Liquity V2 boasts major growth levers as the entirety of interests paid by users are redistributed to other users (75% to stability pools, 25% to PIL). Consequently, there can’t be value capture from this kind of intermediary, so more incentives to make BOLD competitive.

Although this revenue sharing confers important possibilities, its influence is highly dependent on the revenues generated by Liquity V2. Massive revenues enable massive incentives for growth potential, but zero revenues means zero incentives as well.

6.5 The friendly forks

In decentralized finance, we often have to strike a balance between predictability and evolution. A conservative system is predictable yet closed to any evolution, whereas an evolutive system can bring innovations yet can be unstable, even dangerous.

The Liquity team decided to pursue both extremes. The original version of Liquity V2 will opt for the maximally conservative setting with immutable contracts and only three assets as collateral.

The maximally evolutive side will be led by the friendly forks with the features mentioned in the friendly forks section.

The teams responsible for developing friendly forks can collaborate with the Liquity team to make sure their protocol is as safe as possible. Despite that, forks are the most vulnerable to bug exploits, due to the additional features they offer.

Additionally, we have to assume 2-3 forks will concentrate at least 80% of the economic activity dedicated to them, as some will be more innovative and/or hyped than others.

Final thoughts

Liquity V2 has maintained its commitment to create a genuinely decentralized stablecoin issuer, designed to operate in all market conditions with user-set interest rates. But throughout this topic, we can realize Liquity V2 has another objective in mind: bring disintermediation within stablecoin issuers as a whole.
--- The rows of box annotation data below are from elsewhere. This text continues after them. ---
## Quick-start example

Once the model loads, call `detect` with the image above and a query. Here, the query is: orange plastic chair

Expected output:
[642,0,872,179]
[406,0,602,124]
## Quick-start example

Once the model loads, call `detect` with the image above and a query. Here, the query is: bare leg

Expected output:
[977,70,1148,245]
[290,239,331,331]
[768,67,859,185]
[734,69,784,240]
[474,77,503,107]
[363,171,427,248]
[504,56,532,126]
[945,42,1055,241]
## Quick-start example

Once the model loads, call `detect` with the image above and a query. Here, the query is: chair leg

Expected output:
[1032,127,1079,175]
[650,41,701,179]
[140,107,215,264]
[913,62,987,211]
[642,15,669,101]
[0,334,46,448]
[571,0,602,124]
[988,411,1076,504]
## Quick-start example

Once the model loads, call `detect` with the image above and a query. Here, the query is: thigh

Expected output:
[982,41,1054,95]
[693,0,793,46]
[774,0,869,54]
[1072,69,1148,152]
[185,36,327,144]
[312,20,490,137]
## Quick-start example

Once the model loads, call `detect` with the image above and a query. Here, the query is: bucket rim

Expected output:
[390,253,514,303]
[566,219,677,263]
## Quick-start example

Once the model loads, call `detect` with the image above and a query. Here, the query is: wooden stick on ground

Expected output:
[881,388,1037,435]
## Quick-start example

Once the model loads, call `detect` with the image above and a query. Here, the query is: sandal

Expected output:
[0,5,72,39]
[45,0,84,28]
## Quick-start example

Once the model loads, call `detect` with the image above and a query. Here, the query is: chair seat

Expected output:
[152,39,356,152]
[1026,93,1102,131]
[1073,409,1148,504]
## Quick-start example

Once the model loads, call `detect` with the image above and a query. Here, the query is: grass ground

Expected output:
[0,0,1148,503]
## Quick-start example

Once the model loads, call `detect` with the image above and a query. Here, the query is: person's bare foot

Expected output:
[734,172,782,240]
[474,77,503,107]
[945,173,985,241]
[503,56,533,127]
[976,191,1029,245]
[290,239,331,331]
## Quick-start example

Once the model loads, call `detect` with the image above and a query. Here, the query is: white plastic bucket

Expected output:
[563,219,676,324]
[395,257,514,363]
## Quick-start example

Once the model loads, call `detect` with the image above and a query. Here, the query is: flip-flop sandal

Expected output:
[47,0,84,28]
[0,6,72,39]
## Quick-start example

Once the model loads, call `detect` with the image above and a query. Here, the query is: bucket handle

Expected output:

Looking back at the stablecoin industry in general, most of the problems faced by stablecoin issuers stem from intermediaries, starting from stablecoin issuing companies:

  • The companies still represent a counterparty risk
  • Current regulations for these companies impose censorship mechanisms
  • Companies keep all revenues for themselves

Still, onchain stablecoin issuers also need disintermediation because they can struggle with intermediaries like onchain governance too. Governance is suboptimal for defining parameters such as interest rates, and it can be overridden.

The first stablecoin issuers were designed to imitate existing systems such as central banks. Liquity V2 is one of the projects that grasp blockchain's full potential for disintermediation, and applies it to stablecoins in the hope of solving their current problems.

Of course, the design of Liquity V2 required some tradeoffs that may limit its widespread use. That said, this stablecoin issuer is among those that come closest to the original values of decentralized finance: decentralization, disintermediation and censorship resistance.